There are various reasons why a high volume of applications is received for particular roles. Sometimes it is because there are a lot of suitable people who are interested in the job. However, at other times an organisation receives applications from people who are unlikely to be suited to the role.
But, why do people end up applying for jobs for which they are unlikely to be suited?
There are a number of reasons.
They may be desperate for a job. In the UK unemployed people are required to prove that they are actively submitting a certain number of job applications in order to receive their benefits payments from the social security system. So some people apply for jobs for the sake of it.
There will also be a proportion of candidates who apply because it is hard for them to know from the job advertisement whether they are likely to be a good fit.
Where recruitment agencies are used, they may not be really clear what kind of person would be a great fit for the role so it is hard for them to draw up a good shortlist of candidates. A key question is whether the recruiting organisation knows exactly what they are looking for and can express that well in a person specification or job advert.
An approach that ‘selects in’ the right candidates, as opposed to ‘selecting out’ the wrong ones, is much more effective and energising for candidates and recruiters. It is also better for the organisation’s reputation because when people don’t succeed it is clearer to them why that is the case.

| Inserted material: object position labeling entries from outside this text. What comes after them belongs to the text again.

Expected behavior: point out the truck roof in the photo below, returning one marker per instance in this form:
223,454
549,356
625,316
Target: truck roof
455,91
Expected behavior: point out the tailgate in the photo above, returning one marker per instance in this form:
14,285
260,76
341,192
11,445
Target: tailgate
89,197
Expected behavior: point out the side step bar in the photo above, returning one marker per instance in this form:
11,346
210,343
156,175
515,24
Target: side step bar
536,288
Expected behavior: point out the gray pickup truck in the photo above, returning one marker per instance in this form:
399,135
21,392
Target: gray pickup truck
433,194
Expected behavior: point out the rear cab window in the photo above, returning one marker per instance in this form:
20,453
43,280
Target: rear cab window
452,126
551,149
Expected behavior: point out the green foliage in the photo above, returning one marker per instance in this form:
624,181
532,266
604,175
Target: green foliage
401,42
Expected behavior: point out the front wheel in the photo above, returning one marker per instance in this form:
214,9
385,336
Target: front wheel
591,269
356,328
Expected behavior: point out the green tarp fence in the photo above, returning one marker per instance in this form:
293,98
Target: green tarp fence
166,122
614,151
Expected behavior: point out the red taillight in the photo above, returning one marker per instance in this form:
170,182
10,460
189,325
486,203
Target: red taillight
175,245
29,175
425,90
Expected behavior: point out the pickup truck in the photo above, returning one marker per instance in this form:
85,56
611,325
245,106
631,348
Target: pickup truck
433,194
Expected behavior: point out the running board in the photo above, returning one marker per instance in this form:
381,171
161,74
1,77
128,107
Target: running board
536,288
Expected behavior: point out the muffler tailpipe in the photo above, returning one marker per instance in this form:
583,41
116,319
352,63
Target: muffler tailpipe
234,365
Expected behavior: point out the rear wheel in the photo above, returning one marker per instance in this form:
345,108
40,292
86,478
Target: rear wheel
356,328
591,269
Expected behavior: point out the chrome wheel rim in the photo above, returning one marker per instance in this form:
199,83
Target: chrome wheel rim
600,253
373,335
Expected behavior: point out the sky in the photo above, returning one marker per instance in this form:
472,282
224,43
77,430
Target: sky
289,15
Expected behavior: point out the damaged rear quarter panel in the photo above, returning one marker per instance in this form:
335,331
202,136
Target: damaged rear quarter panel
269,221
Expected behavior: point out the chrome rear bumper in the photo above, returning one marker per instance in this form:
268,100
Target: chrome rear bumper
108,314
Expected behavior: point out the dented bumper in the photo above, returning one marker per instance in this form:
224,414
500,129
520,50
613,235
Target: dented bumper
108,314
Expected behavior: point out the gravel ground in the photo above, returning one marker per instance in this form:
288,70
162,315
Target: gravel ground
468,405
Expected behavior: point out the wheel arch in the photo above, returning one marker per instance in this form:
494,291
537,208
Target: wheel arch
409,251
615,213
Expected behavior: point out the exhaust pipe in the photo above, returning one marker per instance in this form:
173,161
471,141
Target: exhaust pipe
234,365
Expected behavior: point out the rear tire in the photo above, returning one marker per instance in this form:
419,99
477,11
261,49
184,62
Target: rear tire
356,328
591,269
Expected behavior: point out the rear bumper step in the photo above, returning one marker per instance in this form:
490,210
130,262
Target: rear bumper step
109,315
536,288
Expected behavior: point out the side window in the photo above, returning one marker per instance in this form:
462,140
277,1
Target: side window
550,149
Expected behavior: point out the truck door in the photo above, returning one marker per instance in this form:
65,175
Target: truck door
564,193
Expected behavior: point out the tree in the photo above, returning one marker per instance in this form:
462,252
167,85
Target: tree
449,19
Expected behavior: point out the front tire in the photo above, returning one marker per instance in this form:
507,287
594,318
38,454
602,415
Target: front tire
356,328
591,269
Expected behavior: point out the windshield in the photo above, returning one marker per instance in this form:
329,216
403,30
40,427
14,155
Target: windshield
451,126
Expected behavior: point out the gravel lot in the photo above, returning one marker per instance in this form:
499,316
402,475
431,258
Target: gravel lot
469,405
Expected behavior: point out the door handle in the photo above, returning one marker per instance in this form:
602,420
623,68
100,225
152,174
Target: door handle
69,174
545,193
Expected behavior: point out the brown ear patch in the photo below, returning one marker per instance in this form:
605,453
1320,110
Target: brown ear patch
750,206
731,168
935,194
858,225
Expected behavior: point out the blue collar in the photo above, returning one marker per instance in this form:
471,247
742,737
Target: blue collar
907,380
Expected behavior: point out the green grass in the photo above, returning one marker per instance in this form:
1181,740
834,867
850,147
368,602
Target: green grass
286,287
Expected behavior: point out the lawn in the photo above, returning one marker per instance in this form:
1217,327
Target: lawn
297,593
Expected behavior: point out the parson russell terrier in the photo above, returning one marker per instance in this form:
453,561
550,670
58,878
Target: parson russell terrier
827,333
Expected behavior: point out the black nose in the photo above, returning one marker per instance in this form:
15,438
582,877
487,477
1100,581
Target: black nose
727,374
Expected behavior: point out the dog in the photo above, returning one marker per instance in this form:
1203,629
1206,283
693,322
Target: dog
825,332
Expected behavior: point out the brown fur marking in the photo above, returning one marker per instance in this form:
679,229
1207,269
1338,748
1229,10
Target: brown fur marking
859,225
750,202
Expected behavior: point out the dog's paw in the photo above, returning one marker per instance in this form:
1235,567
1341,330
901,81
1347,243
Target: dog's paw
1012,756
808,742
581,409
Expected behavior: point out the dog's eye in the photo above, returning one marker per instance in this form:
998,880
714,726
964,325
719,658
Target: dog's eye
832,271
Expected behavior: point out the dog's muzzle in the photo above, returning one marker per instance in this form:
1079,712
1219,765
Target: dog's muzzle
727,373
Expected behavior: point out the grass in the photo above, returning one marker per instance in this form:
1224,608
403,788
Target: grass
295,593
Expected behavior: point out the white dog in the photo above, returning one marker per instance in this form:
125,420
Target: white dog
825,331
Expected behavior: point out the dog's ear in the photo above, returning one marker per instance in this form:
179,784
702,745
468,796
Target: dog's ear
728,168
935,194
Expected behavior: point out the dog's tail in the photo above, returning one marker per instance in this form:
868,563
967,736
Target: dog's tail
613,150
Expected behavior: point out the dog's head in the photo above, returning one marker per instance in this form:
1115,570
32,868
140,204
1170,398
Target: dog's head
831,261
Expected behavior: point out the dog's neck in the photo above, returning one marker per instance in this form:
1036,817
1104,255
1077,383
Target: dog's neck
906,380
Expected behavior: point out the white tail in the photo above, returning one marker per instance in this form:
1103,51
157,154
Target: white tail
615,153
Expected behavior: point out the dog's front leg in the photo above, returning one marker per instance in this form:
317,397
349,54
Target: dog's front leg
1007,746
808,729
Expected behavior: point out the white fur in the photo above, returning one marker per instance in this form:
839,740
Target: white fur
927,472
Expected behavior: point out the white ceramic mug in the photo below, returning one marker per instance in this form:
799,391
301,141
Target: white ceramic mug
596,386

So, how to move towards a ‘select in’ approach?
The first step is to consciously seek to do so. This means focusing on how to attract the right kind of people and giving enough quality time to the selection process so that recruiters can be certain that they are making the right selection decisions. All too often selection is reduced to no more than a process, where the focus is on the process itself — including volume of applicants and time taken for interviewing or assessment — instead of quality of both applicants and selection decisions.
‘Selecting-in’ requires a different mindset from ‘selecting out’. It means a positive mindset that says ‘we are going to find the right people’ rather than ‘we are going to make sure we cut out the wrong ones’. There are some key principles involved in a ‘select-in’ approach:
- Consciously choosing ‘select-in’ rather than ‘select out’ and regularly challenging yourself that you are doing it
- Understanding what kind of person will be a great fit for the role, which means knowing what great performers are like
- Steering clear of vague, unspecific and jargon-laden descriptions of people in person specifications and job advertisements
- Creating job advertisements that accurately describe the kind of person who excels in the role
Jonathan Gunson was a project manager at an engineering company for many years. Reflecting on the use of competency-based recruitment he spoke vividly of the downsides of what he referred to as the ‘sifting out’ method of candidate shortlisting, saying,
“Traditional competency recruitment starts by reducing a pile of CVs to those who have those basic competencies to do the task in hand. The next stage will be to look for reasons to reduce the number of potential candidates. The great risk here is that the remaining candidate may well be capable of doing the task in hand, but he or she is unlikely to be much else other than inoffensive.”
‘Inoffensive’ candidates, as Jonathan puts it, can plod along doing an adequate job. They are neither bad nor great, but simply competent. There is a great difference between people who can do the job and those who are a great fit and thrive in it. In order to attract the great ones, you first need to know a lot about the people who will be ’round pegs’ in ’round holes’ for a particular role. And then you need to be able to articulate that in a job advert or person specification that will attract them.
In my experience understanding what makes a great recruit and articulating that clearly is always time well spent. It can save a huge amount of time later dealing with the consequences of recruiting the wrong people.
Perhaps recruiters haven’t traditionally thought about the ‘selecting out’ versus ‘selecting in’. It’s not a subject that you read a lot about. Yet it’s a really important one as ‘selecting in’ is a shift in thinking and practice that can make a big difference.